Why can’t journalists understand polls?

Why can’t journalists understand polls?

    Ignorant media boost Hughes in the betting

Four Mondays ago Jackie Ashley wrote a sharp attack in her Guardian column on the influence of betting andrew marr.jpgon politics in the UK and singling out this site in particular for the role it has.

But one thing Ashley ought to consider is that those who want to bet successfully on political outcomes have to understand polls – a skill that appears to be sadly lacking amongst many of her colleagues. For those risking their own cash need to be able to assess the importance of each survey and how the electoral process works.

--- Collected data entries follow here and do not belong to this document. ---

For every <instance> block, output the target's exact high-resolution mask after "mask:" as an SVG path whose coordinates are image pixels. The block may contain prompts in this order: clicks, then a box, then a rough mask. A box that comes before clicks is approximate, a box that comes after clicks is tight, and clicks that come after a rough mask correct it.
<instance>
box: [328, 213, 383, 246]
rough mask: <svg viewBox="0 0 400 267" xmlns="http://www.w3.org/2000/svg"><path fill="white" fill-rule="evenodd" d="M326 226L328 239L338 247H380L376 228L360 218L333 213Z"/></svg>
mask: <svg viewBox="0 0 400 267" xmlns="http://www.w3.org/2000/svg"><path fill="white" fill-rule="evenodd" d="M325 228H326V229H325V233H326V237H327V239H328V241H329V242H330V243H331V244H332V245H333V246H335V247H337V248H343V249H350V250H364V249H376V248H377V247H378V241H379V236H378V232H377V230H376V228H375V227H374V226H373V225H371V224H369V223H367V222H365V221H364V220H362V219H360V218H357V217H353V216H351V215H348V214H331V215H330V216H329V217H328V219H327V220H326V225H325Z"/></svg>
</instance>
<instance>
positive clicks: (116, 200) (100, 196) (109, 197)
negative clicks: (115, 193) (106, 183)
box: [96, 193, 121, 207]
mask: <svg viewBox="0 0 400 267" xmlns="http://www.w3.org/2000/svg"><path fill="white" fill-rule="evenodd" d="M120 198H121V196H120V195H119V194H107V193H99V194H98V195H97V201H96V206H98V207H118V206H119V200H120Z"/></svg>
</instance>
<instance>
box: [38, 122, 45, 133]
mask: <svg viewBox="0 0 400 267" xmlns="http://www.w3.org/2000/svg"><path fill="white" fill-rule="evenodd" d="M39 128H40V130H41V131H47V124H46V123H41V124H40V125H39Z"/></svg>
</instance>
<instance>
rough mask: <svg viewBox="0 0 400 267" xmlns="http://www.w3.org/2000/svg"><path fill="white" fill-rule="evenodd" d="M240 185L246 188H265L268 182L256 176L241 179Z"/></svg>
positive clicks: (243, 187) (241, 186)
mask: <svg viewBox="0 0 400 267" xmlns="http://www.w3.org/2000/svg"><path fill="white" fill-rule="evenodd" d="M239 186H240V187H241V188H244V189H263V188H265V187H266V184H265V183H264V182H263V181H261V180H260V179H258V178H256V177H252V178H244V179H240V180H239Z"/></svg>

A case in point was her husband, the former BBC Political Editor, Andrew Marr, yesterday. In his introduction to his interview with Simon Hughes on his Sunday morning show he played up the YouGov findings showing that his guest was well ahead amongst “Lib Dem voters”.

Unfortunately Marr said it was of the people that matter – Lib Dem activists. The whole interview then took place on a false premise although he did correct himself afterwards.

    The Lib Dem leadership will, of course, be decided by the ballot of 74,000 members who were sent their ballot papers last week. These represent a very small proportion of the 5,981,874 people who voted for the party last May.

The “move back to Hughes” story was based on a subset of declared Lib Dem supporters in the sample of 1,600. My estimate is that when the full data is made available it will show that barely 160 people were in that category and that the headlines were formed on the view of about 55 people who opted for Hughes.

This has echoes of that famous Populus “poll” during the Tory leadership race which had David Davis beating David Cameron by 50%-37%. That was splashed by the Times and sent the David Cameron price out from 0.09/1 to, at one stage, 0.5/1. Cameron, of course, went on to win by the 2-1 margin that the polls restricted to Tory members predicted.

Because most surveys are commissioned by newspapers the editors tend to focus on the ones that that have spent money on. Other papers tend to play down polls in other parts of the media. The result is that there is very little critical coverage of polling as a whole.

In the Lib Dem betting Hughes has tightened considerable over the past day and now stands at 7.8/1. Huhne is still favourite at 0.88/1 with Campbell at 1.58/1.

I’m sticking with the YouGov Lib Dem members poll of last Wednesday which had Huhne ahead but within the survey’s margin of area. So I make a lot if Huhne wins, and a reasonable amount if it is Campbell.